Thursday, January 29, 2015

Inherent Vice


INHERENT VICE (Paul Thomas Anderson, 2014)

The return of an old girlfriend in 1970 kicks of a complicated mystery for private investigator Larry “Doc” Sportello (Joaquin Phoenix) in INHERENT VICE. Shasta (Katherine Waterston) is now involved with a wealth real estate developer, but she fears for his well-being and wants Doc to look into matters. While on the case he has run-ins with his nemesis, Los Angeles police detective “Bigfoot” Bjornsen (Josh Brolin), begins looking for another missing man somehow tied into this all, and is warned of drug smugglers known as the Golden Fang.

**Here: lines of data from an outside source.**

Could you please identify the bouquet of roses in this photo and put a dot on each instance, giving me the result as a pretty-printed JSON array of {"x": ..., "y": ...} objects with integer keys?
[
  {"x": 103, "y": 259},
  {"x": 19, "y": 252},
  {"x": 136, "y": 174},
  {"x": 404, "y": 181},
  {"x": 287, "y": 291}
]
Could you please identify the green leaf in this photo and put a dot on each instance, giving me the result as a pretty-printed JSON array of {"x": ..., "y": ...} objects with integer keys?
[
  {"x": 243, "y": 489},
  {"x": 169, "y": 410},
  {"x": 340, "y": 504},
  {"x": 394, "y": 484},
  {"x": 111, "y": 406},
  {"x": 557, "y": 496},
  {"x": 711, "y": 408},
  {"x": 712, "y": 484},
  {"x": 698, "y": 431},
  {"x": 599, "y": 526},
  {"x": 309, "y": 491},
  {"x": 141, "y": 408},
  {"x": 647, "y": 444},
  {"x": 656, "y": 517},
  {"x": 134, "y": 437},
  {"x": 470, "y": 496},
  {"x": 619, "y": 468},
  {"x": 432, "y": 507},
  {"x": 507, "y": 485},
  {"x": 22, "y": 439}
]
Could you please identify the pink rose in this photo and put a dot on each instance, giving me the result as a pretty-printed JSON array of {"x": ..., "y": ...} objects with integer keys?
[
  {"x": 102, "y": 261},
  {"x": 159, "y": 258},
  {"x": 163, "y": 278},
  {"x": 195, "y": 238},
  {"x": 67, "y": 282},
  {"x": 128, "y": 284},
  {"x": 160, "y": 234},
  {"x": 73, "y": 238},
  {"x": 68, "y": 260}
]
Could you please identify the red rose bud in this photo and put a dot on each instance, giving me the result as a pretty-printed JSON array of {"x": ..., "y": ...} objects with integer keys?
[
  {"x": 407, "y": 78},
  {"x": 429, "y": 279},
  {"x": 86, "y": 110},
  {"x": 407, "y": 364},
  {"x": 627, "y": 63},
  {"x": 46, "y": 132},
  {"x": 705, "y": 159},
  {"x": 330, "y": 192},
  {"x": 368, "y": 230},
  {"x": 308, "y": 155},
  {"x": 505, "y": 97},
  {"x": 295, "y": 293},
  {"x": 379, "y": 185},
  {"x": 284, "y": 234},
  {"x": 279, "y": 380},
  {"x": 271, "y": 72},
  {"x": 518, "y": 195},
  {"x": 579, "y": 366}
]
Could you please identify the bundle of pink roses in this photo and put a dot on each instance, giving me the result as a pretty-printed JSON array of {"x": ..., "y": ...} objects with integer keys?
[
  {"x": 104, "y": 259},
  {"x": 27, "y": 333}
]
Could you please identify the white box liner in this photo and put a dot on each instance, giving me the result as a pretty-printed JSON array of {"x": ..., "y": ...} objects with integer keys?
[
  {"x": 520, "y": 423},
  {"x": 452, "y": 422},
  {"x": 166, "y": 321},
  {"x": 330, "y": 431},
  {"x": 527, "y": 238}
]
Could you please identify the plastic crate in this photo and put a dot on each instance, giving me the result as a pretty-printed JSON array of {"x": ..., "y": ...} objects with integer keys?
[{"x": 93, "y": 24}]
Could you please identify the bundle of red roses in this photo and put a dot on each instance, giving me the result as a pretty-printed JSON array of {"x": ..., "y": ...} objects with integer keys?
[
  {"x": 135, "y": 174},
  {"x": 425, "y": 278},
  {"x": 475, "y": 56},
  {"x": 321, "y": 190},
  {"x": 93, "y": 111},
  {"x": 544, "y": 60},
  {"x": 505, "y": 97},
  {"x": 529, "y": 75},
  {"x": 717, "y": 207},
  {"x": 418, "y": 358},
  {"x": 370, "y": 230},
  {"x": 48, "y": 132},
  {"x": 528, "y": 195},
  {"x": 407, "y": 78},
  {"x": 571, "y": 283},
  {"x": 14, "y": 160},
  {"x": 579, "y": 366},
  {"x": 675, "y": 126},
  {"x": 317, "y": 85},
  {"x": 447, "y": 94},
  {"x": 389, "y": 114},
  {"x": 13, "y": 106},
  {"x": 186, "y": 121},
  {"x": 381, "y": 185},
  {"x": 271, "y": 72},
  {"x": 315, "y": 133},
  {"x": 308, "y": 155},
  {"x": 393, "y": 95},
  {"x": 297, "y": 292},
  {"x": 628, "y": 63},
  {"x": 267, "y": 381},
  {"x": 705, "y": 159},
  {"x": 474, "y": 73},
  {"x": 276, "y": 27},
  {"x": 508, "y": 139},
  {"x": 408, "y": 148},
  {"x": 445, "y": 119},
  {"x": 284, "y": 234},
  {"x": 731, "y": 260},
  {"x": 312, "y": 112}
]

In INHERENT VICE the title is explained as something that can’t be avoided. In this instance it’s the 1960s being colonized by the 1970s. Doc’s world of dopers and revolutionaries is gradually giving way to those learning how to wring economic benefits out of a new generation’s political ideals. Often operating in a pot-fueled haze, he seems firmly committed to remaining among the counterculture, but for all of their integrity, he and his fellow misfits on the shore are fated to be washed away by the incoming tide. They haven’t been wiped out yet, but the songs on the soundtrack, including Sam Cooke’s “(What a) Wonderful World”, Kyu Sakamoto’s “Sukiyaki”, and The Association’s “Never My Love”, suggest a wistfulness for the present and recent past that will soon be gone.

The comedic bohemian mystery points toward Robert Altman’s THE LONG GOODBYE crossed with THE BIG LEBOWSKI. In adapting Thomas Pynchon’s novel writer-director Paul Thomas Anderson creates a sense of confusion from the sheer amount of information to sift through and players to keep straight. The complexity of it all is more of the point than being able to explain everyone’s motivations in the end, although upon closer examination it appears to all add up. The humor and resonant emotional turns experienced in this environment are what’s so pleasurable about INHERENT VICE.

Phoenix is a stitch as a drug-addled PI struggling to stay up to speed with the reams of information thrown his direction. As Bigfoot, Brolin is bluntly funny wielding a cop’s laser intensity and lack of regard for everything Doc stands for. Despite their differences Doc and Bigfoot need each other as mismatched informal partners with their fingers on the pulse of separate universes. They are destined to be at eternal odds, but it’s when they collaborate that the larger scheme can come into clearer focus.